Two concentric coplanar circular loops of radii $r_1$ and $r_2$ respectively carry currents $i_1$ and $i_2$ in opposite directions (one clockwise and other anticlockwise). The magnetic induction at the centre of the loops is half that due to $i_1$ alone at the centre. If $r_2 = 2r_1$, the value of $\frac{i_2}{i_1}$ is

• A. $\frac{1}{4}$
• B. $1$
• C. $2$
• D. $\frac{1}{2}$

Hint:

Think of it using the proportionality of magnetic fields: $B \propto \frac{i}{r}$. For the net field to drop to half of the first field ($1 - \Delta = 0.5$), the second loop's field must contribute exactly half the strength of the first ($B_2 = 0.5 B_1$). Since the second loop has twice the radius ($r_2 = 2r_1$), it naturally dilutes its field by half. To maintain $B_2 = 0.5 B_1$, its current must be exactly equal to the first loop's current!

Answer 1

The Correct Option is B

Step 1: Understanding the Question:
The question describes two concentric, coplanar circular loops with currents flowing in opposite directions. The net magnetic field at their common center is exactly half of the magnetic field produced by the first loop alone. Given the relationship between their radii, we need to find the ratio of their currents, $\frac{i_2}{i_1}$.

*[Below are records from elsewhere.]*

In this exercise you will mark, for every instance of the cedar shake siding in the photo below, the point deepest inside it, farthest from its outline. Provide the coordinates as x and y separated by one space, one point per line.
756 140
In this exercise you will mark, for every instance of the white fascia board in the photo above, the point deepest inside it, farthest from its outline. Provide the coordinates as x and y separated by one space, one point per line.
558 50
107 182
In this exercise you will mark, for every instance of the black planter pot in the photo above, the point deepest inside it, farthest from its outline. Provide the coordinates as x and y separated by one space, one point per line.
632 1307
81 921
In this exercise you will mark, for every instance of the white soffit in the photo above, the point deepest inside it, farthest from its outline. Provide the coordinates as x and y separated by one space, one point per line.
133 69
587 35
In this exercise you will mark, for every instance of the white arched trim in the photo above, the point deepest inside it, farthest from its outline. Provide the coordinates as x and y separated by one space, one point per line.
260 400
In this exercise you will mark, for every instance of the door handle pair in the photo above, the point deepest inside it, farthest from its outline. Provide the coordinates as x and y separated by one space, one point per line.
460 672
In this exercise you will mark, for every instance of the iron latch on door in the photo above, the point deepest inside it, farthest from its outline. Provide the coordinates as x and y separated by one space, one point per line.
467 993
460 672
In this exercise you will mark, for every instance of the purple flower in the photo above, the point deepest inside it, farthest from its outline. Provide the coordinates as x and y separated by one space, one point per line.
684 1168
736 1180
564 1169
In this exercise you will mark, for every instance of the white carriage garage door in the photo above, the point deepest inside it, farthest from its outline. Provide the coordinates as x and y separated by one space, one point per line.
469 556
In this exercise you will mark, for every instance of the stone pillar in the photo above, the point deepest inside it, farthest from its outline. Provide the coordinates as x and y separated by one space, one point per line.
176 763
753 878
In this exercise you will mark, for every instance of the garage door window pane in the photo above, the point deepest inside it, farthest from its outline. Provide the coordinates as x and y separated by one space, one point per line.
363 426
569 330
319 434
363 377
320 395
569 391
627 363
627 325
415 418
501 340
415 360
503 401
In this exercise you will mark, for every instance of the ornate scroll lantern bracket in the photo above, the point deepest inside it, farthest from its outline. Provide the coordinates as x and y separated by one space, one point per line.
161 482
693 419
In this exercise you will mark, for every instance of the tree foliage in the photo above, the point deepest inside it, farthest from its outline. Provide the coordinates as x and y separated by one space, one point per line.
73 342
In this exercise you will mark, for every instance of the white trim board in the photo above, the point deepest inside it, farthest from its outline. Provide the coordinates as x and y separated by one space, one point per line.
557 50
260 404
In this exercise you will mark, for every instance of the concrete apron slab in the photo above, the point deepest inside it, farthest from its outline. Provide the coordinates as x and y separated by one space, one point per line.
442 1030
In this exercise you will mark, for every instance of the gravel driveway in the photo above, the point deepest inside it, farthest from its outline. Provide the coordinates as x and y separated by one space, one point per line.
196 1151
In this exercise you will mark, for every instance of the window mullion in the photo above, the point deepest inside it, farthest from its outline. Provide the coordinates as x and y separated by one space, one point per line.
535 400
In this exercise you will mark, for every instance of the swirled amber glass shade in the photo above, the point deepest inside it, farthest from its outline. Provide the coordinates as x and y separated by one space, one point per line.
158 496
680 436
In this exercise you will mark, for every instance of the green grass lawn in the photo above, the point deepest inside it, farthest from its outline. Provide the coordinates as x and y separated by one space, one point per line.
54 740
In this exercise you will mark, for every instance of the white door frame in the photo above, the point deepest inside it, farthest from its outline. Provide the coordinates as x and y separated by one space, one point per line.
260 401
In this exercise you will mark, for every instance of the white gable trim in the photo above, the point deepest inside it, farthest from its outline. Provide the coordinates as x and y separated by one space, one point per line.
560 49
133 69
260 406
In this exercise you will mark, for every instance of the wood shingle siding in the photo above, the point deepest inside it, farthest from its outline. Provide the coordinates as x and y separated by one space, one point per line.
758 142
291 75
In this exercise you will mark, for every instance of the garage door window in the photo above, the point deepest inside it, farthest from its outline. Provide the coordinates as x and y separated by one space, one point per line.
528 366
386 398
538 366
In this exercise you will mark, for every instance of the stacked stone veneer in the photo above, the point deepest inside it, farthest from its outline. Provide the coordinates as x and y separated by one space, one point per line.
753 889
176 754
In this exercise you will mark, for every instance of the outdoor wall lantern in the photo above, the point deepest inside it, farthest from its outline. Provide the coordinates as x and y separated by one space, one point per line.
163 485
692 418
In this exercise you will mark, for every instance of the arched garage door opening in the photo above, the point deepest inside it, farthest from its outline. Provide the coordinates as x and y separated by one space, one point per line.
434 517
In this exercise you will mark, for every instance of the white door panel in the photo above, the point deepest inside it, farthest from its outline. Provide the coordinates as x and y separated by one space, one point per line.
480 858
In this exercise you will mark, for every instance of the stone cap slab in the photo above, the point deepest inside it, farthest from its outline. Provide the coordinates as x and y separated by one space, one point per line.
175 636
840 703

Step 2: Key Formula or Approach:
1. The magnetic induction ($B$) at the center of a circular loop of radius $r$ carrying current $i$ is: $$B = \frac{\mu_0 i}{2r}$$ 2. Since the currents flow in opposite directions, the individual magnetic field vectors oppose each other: $$B_{\text{net}} = |B_1 - B_2|$$ 3. We are given $B_{\text{net}} = \frac{1}{2}B_1$. Depending on which field is larger, this sets up two possibilities: $B_1 - B_2 = \frac{1}{2}B_1$ or $B_2 - B_1 = \frac{1}{2}B_1$. Let's analyze the standard case where $B_1 > B_2$.

Step 3: Detailed Explanation:
Let's express the magnetic fields of both loops at the center: $$B_1 = \frac{\mu_0 i_1}{2r_1}$$ $$B_2 = \frac{\mu_0 i_2}{2r_2} = \frac{\mu_0 i_2}{2(2r_1)} = \frac{\mu_0 i_2}{4r_1}$$ Using the condition $B_1 - B_2 = \frac{1}{2}B_1$: $$B_1 - \frac{1}{2}B_1 = B_2 \implies \frac{1}{2}B_1 = B_2$$ Now, substitute the expressions for $B_1$ and $B_2$ into this relationship: $$\frac{1}{2} \left(\frac{\mu_0 i_1}{2r_1}\right) = \frac{\mu_0 i_2}{4r_1}$$ $$\frac{\mu_0 i_1}{4r_1} = \frac{\mu_0 i_2}{4r_1}$$ Canceling out the common factor $\frac{\mu_0}{4r_1}$ from both sides leaves: $$i_1 = i_2 \implies \frac{i_2}{i_1} = 1$$ (Note: The alternative case $B_2 - B_1 = \frac{1}{2}B_1 \implies B_2 = \frac{3}{2}B_1$ yields $\frac{i_2}{4r_1} = \frac{3\mu_0 i_1}{4r_1} \implies \frac{i_2}{i_1} = 3$, which is not present in the options).

Step 4: Final Answer:
The ratio of the currents $\frac{i_2}{i_1}$ is $1$, which corresponds to option (B).